I am moved by the incredible power of the human spirit to maintain hope, especially when ordinary lives are in jeopardy because of war. Daughters of War is about people, not horrors. The external driver is the war, but the heart of the story is how my three Anglo-French ‘Baudin’ sisters cope with it and each other. The sister relationship was my inspiration – the deep bonds, the arguments, the jealousies, and the secrets. They have to learn to be brave, just as my mother did during WWII when, at just fourteen, she was a fire watcher on the roof of Boots the chemist in Sheffield. While I was writing, I often wondered how she must have felt, and I needed to access that.
My mother married young and three years after the end of WWII, I was born in Malaysia, known then as British Malaya. While the war had ended, the danger had not. I grew up during the ensuing Malayan ‘Emergency’ in reality a time of prolonged guerrilla warfare. WWII was not a distant memory but an on-going presence. Malaya had been crushed by the Japanese occupation and my father’s job was to restore the country’s broken postal systems.
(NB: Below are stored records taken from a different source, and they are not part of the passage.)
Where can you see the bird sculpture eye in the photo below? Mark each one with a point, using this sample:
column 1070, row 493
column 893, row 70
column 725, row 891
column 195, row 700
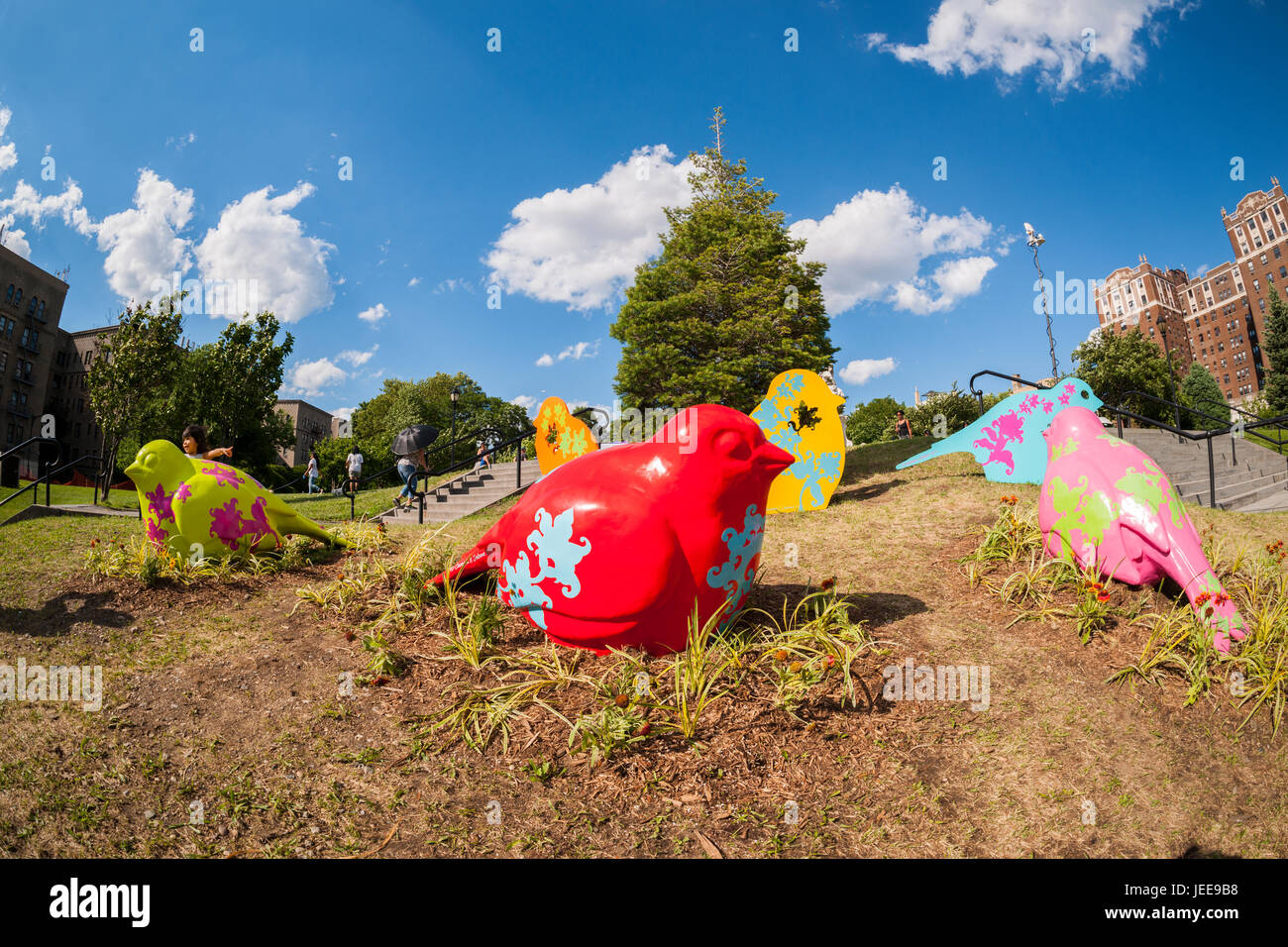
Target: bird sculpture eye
column 733, row 446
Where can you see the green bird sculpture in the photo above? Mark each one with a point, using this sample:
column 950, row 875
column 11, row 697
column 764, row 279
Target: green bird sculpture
column 209, row 508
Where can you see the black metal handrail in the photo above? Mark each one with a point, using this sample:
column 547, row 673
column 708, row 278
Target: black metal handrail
column 1017, row 379
column 1278, row 420
column 35, row 484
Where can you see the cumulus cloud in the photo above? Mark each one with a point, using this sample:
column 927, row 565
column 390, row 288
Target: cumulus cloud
column 875, row 245
column 357, row 359
column 863, row 369
column 1061, row 40
column 258, row 241
column 581, row 247
column 142, row 244
column 312, row 377
column 374, row 313
column 8, row 150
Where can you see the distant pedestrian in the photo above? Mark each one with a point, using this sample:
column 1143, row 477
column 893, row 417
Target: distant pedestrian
column 355, row 463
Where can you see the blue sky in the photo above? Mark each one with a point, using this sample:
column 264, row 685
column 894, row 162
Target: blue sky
column 541, row 167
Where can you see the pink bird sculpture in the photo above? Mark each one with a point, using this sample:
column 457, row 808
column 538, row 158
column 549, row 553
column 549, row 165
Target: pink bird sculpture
column 1107, row 502
column 617, row 547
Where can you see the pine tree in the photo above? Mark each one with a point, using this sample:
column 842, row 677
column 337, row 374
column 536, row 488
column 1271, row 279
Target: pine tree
column 726, row 305
column 1275, row 346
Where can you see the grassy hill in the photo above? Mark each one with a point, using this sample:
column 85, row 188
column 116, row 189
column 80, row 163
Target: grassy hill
column 226, row 693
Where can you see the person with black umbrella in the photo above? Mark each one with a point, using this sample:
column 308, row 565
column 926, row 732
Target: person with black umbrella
column 410, row 449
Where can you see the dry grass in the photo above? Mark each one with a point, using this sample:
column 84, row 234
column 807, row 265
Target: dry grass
column 219, row 693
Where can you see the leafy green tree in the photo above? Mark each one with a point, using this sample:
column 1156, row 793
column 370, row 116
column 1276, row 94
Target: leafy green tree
column 1115, row 365
column 403, row 403
column 1201, row 392
column 957, row 408
column 726, row 305
column 872, row 423
column 1275, row 347
column 134, row 379
column 231, row 386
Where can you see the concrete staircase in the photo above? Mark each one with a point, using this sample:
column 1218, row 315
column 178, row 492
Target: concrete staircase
column 1256, row 482
column 467, row 493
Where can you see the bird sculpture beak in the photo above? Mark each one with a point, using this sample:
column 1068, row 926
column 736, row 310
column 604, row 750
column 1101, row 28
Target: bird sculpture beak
column 773, row 458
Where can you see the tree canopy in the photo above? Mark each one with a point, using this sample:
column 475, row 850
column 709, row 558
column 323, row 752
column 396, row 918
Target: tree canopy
column 726, row 305
column 1115, row 365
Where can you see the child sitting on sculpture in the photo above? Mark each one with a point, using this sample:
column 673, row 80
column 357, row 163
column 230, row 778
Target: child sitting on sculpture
column 196, row 445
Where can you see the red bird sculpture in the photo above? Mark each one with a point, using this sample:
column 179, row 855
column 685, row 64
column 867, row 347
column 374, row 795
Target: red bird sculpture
column 614, row 548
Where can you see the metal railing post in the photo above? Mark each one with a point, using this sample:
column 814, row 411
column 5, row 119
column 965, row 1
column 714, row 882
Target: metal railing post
column 1211, row 474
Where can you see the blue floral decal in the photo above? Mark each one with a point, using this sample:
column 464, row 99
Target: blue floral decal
column 555, row 557
column 734, row 574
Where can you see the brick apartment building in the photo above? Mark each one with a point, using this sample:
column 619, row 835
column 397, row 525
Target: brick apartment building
column 1218, row 318
column 44, row 369
column 31, row 303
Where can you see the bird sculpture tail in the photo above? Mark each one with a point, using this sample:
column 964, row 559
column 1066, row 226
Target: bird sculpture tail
column 484, row 556
column 939, row 449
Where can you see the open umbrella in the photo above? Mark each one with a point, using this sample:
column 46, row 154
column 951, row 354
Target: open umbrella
column 417, row 437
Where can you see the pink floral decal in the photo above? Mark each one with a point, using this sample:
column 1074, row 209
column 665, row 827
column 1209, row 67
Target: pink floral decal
column 224, row 475
column 156, row 534
column 1008, row 428
column 228, row 526
column 159, row 502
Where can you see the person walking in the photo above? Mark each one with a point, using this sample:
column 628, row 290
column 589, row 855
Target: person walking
column 355, row 464
column 408, row 467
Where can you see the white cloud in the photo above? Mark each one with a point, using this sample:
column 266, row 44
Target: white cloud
column 14, row 237
column 875, row 245
column 452, row 285
column 581, row 350
column 953, row 279
column 259, row 243
column 181, row 141
column 142, row 243
column 8, row 151
column 1063, row 40
column 29, row 202
column 312, row 377
column 374, row 313
column 357, row 359
column 581, row 247
column 863, row 369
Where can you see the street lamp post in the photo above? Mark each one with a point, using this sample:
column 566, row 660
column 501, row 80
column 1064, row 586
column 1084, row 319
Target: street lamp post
column 1171, row 379
column 456, row 394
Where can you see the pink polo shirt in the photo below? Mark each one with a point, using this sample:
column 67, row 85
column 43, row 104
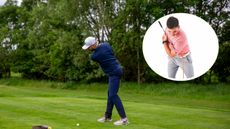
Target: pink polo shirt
column 179, row 43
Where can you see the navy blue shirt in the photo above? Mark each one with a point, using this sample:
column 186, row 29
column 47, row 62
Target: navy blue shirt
column 103, row 55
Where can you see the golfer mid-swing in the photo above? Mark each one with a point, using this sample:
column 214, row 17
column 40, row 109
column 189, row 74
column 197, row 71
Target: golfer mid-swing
column 177, row 48
column 103, row 54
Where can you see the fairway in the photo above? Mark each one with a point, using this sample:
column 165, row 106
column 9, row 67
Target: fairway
column 25, row 104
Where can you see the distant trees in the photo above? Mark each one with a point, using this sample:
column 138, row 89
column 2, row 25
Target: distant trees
column 42, row 39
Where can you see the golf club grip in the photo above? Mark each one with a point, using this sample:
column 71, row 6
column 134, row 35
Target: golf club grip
column 160, row 24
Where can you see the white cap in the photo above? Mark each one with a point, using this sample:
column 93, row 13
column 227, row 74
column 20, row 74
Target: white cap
column 89, row 41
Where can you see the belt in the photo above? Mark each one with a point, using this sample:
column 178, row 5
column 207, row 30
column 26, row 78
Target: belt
column 184, row 55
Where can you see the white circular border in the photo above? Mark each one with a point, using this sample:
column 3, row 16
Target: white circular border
column 202, row 40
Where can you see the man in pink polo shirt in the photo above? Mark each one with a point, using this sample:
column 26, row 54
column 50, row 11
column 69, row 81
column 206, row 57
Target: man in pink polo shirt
column 176, row 46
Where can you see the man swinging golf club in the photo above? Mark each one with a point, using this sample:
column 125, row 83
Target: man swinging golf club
column 176, row 46
column 103, row 54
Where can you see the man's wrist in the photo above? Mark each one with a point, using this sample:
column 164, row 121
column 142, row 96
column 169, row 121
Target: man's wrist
column 165, row 42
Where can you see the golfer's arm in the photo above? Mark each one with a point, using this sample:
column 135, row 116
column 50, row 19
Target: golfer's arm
column 168, row 50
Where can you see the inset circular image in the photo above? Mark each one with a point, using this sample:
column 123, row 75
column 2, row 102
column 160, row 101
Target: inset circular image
column 180, row 47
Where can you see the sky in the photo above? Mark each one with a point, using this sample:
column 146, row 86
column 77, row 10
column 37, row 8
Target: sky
column 3, row 1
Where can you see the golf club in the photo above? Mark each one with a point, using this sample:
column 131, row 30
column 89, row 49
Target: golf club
column 165, row 34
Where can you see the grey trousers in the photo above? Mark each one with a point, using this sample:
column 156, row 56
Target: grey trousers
column 184, row 63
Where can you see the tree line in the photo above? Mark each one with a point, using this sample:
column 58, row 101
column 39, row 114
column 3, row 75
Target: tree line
column 42, row 39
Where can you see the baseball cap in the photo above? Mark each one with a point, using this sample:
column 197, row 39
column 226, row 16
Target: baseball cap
column 89, row 41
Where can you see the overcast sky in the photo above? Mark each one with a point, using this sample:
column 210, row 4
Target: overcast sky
column 3, row 1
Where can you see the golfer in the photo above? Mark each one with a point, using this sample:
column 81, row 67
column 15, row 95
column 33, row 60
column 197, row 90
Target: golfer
column 177, row 48
column 103, row 54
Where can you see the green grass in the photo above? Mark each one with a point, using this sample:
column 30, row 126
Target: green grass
column 24, row 103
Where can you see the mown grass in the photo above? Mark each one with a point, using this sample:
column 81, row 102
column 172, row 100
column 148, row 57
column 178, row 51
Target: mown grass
column 24, row 103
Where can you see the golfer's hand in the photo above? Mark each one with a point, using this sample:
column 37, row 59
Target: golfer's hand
column 173, row 53
column 164, row 38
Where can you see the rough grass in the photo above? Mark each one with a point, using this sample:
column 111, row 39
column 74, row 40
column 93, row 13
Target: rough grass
column 24, row 103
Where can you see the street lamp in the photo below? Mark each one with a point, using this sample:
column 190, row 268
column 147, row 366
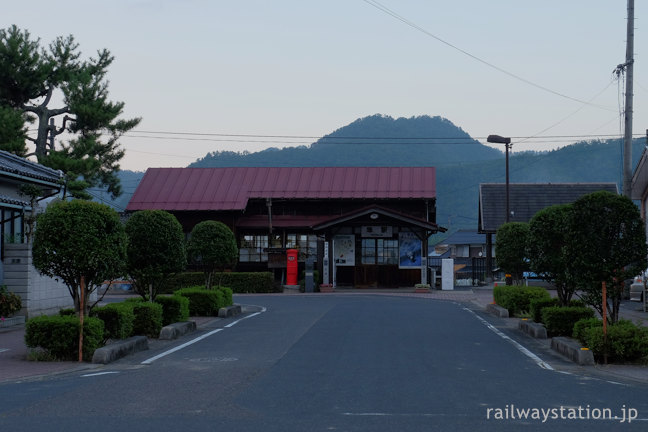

Tricky when he could be fired upon by so-called Chinese ‘terrorists’ concealed in the jungles and fighting for Malaya to become a communist state.
Most readers want to feel something when they read, and to write fiction that evokes emotion you must open yourself up in front of everyone. When I’m writing I’m on as much of a heart-felt journey as my characters, and ultimately my readers. WWII offers ready-made epic escapist fiction, delivering antagonists, enemies, and heroes. The unusual challenges the characters face should evoke an emotional response, but only if an author can capture moments that connect with a reader’s own experience of life.
I hit on the idea of viewing the war from a rural village perspective. I wanted my readers to escape to the exquisite beauty and tranquillity of The Dordogne, an area of outstanding natural beauty, but threatened by the war. Its lush landscape with hill-top villages overlooking valleys, gorges, caves, waterfalls, and rivers, plus the famous medieval towns, castles, and chateaux, was a perfect contrast with what was happening in 1944.
In Daughters of War, my three sisters are desperate for liberation from the brutal Nazi occupation and for normal life to return. People are hungry or in hiding, there are executions and disappearances. I wanted to write women my readers would really root for. Most of us like characters who change and grow just as we do. We like their stories to touch our hearts. We want to care, to love the characters or hate them, to feel suspense, fear, or joy along with them.
So, how do the three women find courage and a reason to go on in the face of such darkness? How do any of us? My darkest time, when I lost my teenage son in a motorbike accident, almost broke me. But not quite. Before it happened, I was certain I would never recover from the loss of one of my children. And yet, although it was terribly hard and took a huge toll, I dug deep and found strength I didn’t know I had. And that’s the key to it all. That’s what so exciting in fiction. None of us know what we can do until we are faced with a situation that forces us to find out. One of the ways I survived was by, at the age of sixty, drawing on the experience and writing my first novel.
The pandemic robbed me of a visit to France this time and I had to rely on my memories. I wrote the initial draft during the first lockdown here in the UK in 2020. It wasn’t as terrifying as a war, but we were also living under abnormal constraints. There was something ‘out there’ to fear. We were isolated. Uncertain. None of us knew the outcome. Facing restrictions, while writing about restriction, opened my mind to the fortitude and courage of people who lived through WWII. I hope that has resulted in a genuine emotional heart to the book – for me it’s the most important thing.